Customer Documentation

The ‘Customer Documentation’ entity will contain all official identification documents, which includes driving licenses. Therefore, the separate entity for ‘Customer Driving Licenses’ in the Car Rental System will be eliminated, and its data will be transferred to the ‘Customer Documentation’ entity. We’ll just include a new ‘Document Type’ in the lookup — “Driving License” — and migrate the relevant data to this entity.

Emergency Contact Detail

I considered incorporating this data entity into ‘Customer Contacts’, but for the sake of clarity in the model, I decided it’s best to keep it separate. As it stands, this entity isn’t present in any other system, so it essentially remains as it was initially.

Customer Profile

We’ve established this entity to hold data from the source systems that can’t be accommodated within the model due to various reasons, but we still want to preserve for future use. This approach will prevent data loss.

What Happen With the Missing Data

Another aspect to consider is missing data. Let’s say we have a customer who exists only in the Car Rental system. According to our guidelines, this customer’s information would be included in the SCV system. However, when we add this data, we might realise we don’t have an ‘Address’ field; we’ve never captured this data in this system. We could develop some strategies for handling ‘missing data’, such as setting default values or establishing rules. Alternatively, we may simply acknowledge that some customers will have incomplete records. This issue also arises with the fields ‘ID Number’ and ‘ID Type’ in the customer records of the Hotels and Car Rental systems. Even if we wish to incorporate this information into the Customer Documentation table, we lack the expiration date. Therefore, we opt to include this information in the Customer Profile as incomplete information, rather than as a complete record in the Customer Documentation table.

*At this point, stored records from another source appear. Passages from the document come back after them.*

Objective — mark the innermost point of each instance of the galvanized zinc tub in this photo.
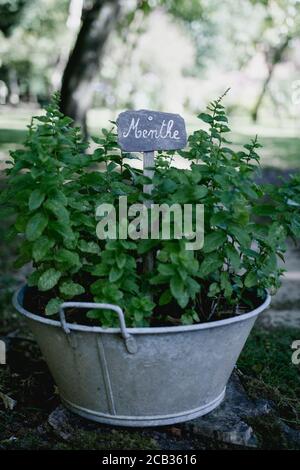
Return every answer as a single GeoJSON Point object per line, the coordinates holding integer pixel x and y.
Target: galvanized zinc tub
{"type": "Point", "coordinates": [140, 376]}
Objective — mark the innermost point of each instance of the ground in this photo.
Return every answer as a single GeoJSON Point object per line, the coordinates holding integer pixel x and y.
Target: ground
{"type": "Point", "coordinates": [30, 412]}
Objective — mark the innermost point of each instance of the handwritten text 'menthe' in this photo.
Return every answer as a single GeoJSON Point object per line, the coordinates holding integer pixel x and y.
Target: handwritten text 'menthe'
{"type": "Point", "coordinates": [164, 132]}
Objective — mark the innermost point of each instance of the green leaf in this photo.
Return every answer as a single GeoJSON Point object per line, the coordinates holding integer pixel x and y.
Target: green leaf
{"type": "Point", "coordinates": [89, 247]}
{"type": "Point", "coordinates": [41, 247]}
{"type": "Point", "coordinates": [178, 291]}
{"type": "Point", "coordinates": [58, 209]}
{"type": "Point", "coordinates": [35, 200]}
{"type": "Point", "coordinates": [166, 269]}
{"type": "Point", "coordinates": [213, 241]}
{"type": "Point", "coordinates": [165, 298]}
{"type": "Point", "coordinates": [206, 118]}
{"type": "Point", "coordinates": [48, 279]}
{"type": "Point", "coordinates": [226, 284]}
{"type": "Point", "coordinates": [211, 263]}
{"type": "Point", "coordinates": [35, 226]}
{"type": "Point", "coordinates": [233, 257]}
{"type": "Point", "coordinates": [71, 289]}
{"type": "Point", "coordinates": [115, 274]}
{"type": "Point", "coordinates": [53, 306]}
{"type": "Point", "coordinates": [250, 279]}
{"type": "Point", "coordinates": [241, 235]}
{"type": "Point", "coordinates": [67, 257]}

And The Most Complicated Part

This scenario is often a major headache for data and privacy consultants, as well as customer operations teams: figuring out which customer records in different systems belong to the same person. It’s crucial to be extremely certain that Record A in System 1 is the same as Record B in System 2, because any mistake could lead to sensitive information being exposed to the wrong individual.

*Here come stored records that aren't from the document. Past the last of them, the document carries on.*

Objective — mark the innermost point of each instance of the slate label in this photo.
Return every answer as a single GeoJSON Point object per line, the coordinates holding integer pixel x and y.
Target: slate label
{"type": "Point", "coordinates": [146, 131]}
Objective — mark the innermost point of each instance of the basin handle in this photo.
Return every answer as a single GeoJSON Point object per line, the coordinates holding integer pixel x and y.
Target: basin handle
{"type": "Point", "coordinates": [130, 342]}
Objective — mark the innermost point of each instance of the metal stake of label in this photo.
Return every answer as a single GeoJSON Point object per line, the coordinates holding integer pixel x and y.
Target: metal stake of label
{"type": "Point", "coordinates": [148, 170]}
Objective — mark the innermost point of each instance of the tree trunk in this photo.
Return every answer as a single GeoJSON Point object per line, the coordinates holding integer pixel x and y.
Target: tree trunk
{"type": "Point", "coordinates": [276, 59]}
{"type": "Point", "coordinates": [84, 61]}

The data privacy team will decide what constitutes sufficient evidence to determine that two records represent the same person. We could consider using the following pieces of information to confirm someone’s identity:

1. First and last name (take care with spelling corrections!)
2. Date of birth
3. Address
4. National identity number, driver’s license number, or passport number
5. Phone number
6. Email address

I would recommend these rules for identifying records that belong to the same person:

Rule 1 — If records have the same national ID number, driving license number, or passport number, and one other matching field, we can be pretty sure they’re the same person. This confirms there wasn’t a data entry error with the document ID, giving us high confidence in the accuracy across different systems.

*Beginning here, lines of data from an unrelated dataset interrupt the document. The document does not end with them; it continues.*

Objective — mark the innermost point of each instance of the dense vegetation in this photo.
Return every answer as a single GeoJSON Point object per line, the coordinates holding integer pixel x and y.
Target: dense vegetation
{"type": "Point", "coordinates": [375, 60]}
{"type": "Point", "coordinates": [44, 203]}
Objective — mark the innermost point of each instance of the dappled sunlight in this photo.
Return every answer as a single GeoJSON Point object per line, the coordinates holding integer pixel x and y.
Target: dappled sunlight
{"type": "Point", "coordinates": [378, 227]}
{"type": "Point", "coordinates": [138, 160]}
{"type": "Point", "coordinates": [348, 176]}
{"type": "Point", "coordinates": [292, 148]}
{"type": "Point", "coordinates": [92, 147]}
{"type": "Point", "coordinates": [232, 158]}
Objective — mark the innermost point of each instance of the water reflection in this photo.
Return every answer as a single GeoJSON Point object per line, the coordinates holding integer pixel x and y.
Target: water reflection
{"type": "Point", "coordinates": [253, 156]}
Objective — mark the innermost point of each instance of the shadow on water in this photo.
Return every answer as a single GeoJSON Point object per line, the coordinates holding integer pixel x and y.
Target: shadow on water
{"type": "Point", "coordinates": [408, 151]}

Rule 2 — When a document ID isn’t available, we should match several fields to ensure accuracy. My suggestion for nearly 100% certainty is to use the first name, last name, date of birth, address, and at least one contact detail like a phone number or email address.

We should apply Rule 1 where possible; otherwise, we default to Rule 2. If we find very few matches, it’s necessary to analyse the data to understand where the discrepancies lie and why.

Conclusion

I’m a big fan of this Case Study. It’s a fascinating project in Data Architecture, and I’ve had a great time working on and building out the solution. If you’ve got comments or questions, don’t hesitate to drop them below. Wishing you the best of luck!